Tax planning can be intimidating for small business owners. But it’s important to understand the different options available to you to minimize your tax bill and keep more of your revenue.
Charitable Remainder Unitrusts (CRUTs) are similar to Individual Retirement Accounts (IRAs). CRUTs defer your tax obligations on capital gains to encourage charitable contributions. Because your gains are taxed only when you pull your money out of the CRUT, you can keep your money in the trust for years. This can lead to lower taxes through income smoothing- giving you more room to make financial moves and grow your business.
But what if you need even more flexibility?
That’s where Flip CRUTs come in.
In this article, we take a deep dive into Flip CRUTs and how they work. We’ll explain the benefits of a Flip CRUT for small businesses and dispel any myths about this type of trust.
What is a Flip CRUT?
Flip CRUTs are one type of CRUT, along with the standard CRUT and the Net Income with Make-up Charitable Remainder Unitrust (NIMCRUT).

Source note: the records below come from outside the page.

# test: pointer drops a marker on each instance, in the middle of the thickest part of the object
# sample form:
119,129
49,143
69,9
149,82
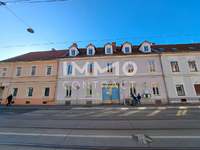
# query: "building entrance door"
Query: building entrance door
111,93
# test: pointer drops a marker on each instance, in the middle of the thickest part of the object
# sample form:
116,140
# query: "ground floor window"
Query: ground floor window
30,92
197,89
89,90
68,91
47,92
15,91
155,90
180,90
132,90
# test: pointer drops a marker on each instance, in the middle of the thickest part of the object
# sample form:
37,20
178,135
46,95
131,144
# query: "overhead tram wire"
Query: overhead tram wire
35,1
4,4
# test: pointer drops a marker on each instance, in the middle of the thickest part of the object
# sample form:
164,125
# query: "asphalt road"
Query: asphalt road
99,128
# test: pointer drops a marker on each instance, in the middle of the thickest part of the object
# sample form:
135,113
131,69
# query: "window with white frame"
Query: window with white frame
132,89
146,48
180,90
192,66
89,89
49,70
73,52
109,67
90,68
4,72
155,90
69,69
15,92
175,66
46,91
68,91
33,70
18,71
152,66
30,92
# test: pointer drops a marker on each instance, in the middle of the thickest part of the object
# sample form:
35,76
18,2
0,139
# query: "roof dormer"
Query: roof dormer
127,48
108,49
90,50
145,47
73,50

A Flip CRUT starts as a NIMCRUT for the first few years. This means it only pays out the interest earned on the trust’s assets, not the principal. The trust is designed to be tax-efficient, so you don’t pay any taxes on the money you put into it or on the income it generates. After a set number of years, the Flip CRUT shifts to a standard CRUT. This means it starts paying out the principal as well as the interest.
How does a Flip CRUT work? There are nine steps:
- Select an asset
- Choose a beneficiary
- Set the flip trigger for your CRUT- this can be a specific date or event, like the sale of a property or when a child is born
- Transfer your selected assets and get an instant charitable deduction, typically around 10% of your chosen assets’ value
- Sell your assets without your trust paying having to pay any taxes
- Decide whether to take your annual distribution or not
- Flip your NIMCRUT to a standard CRUT
- Once your NIMCRUT flips to a standard CRUT, you will have to make an annual withdrawal henceforth
- The remainder of the trust after it ends is allocated for charitable donations.
When Does a Flip CRUT Make Sense for a Business?
The goal is to make sure that you’re taking full advantage of the tax benefits available to you.
A Flip CRUT can be a great option if flexibility is your main concern.
The main benefit of a NIMCRUT is its typically higher ROI compared to standard CRUTs. NIMCRUTs can offer this because you’re allowed to defer your tax obligations on the principal. This allows the trust to continue to grow and generate income for you. But what if something unexpected happens and you need your money sooner than expected?
But what if your needs change? What if you want to start taking distributions before the end of the trust’s term?
With a Flip CRUT, you can. The trust will automatically switch to a standard CRUT at the set date, so you can take distributions whenever you need them.
If you are funding your CRUT with illiquid assets, a Flip CRUT may be a good option for you. This is because the trust will not have to sell the assets until the end of the term, allowing you to avoid capital gains taxes and take a large payout before exiting. You get to build your make-up provision with NIMCRUT tax-free income and—once it is flipped to a standard CRUT— get a larger distribution.
If you foresee retirement or needing regular payouts in the future, a Flip CRUT may be the best option for you. But for businesses that are still in their growth phase, a Flip CRUT can provide the flexibility they need to make the most of their tax benefits.
The Benefits of Flip CRUT for Businesses
There are three key benefits of a Flip CRUT for businesses:
- Flexibility: As we mentioned earlier, the main benefit of a Flip CRUT is its flexibility. The trust will automatically switch to a standard CRUT at the set date, so you can take distributions whenever you need them. This can be especially helpful if your needs change or if you want to take distributions before the end of the trust’s term.
- Tax-Efficiency: Flip CRUTs are designed to be tax-efficient. This means you don’t pay any taxes on the money you put into it or on the income it generates. And because the trust pays out its income over a number of years, you can spread out your tax obligations.
- Growth: A Flip CRUT’s NIMCRUT stage allows you to grow your assets tax-free. This can be a huge benefit for businesses that are in their growth phase. And once the trust is flipped to a standard CRUT, you can take a large distribution before exiting.
All three CRUTs have their benefits, so it’s important to consult with an expert to see which one is right for you. But if flexibility is your main concern and you’re funding your CRUT with illiquid assets, a Flip CRUT will likely be the best for you and your business.
If your business is still in its growth phase, a Flip CRUT can provide the flexibility you need to make the most of your tax benefits. With a Flip CRUT, you can get the superior ROI benefits of a NIMCRUT while allowing you to pivot later on to a standard CRUT if you want to prioritize regular payouts instead of larger ROI gains.
Flip CRUTs also offer tax efficiency by avoiding capital gains taxes and allowing you to spread out your tax obligations. So if you’re looking for a CRUT that can provide both flexibility and growth potential, be sure to consult a financial advisor about using a Flip CRUT for your business.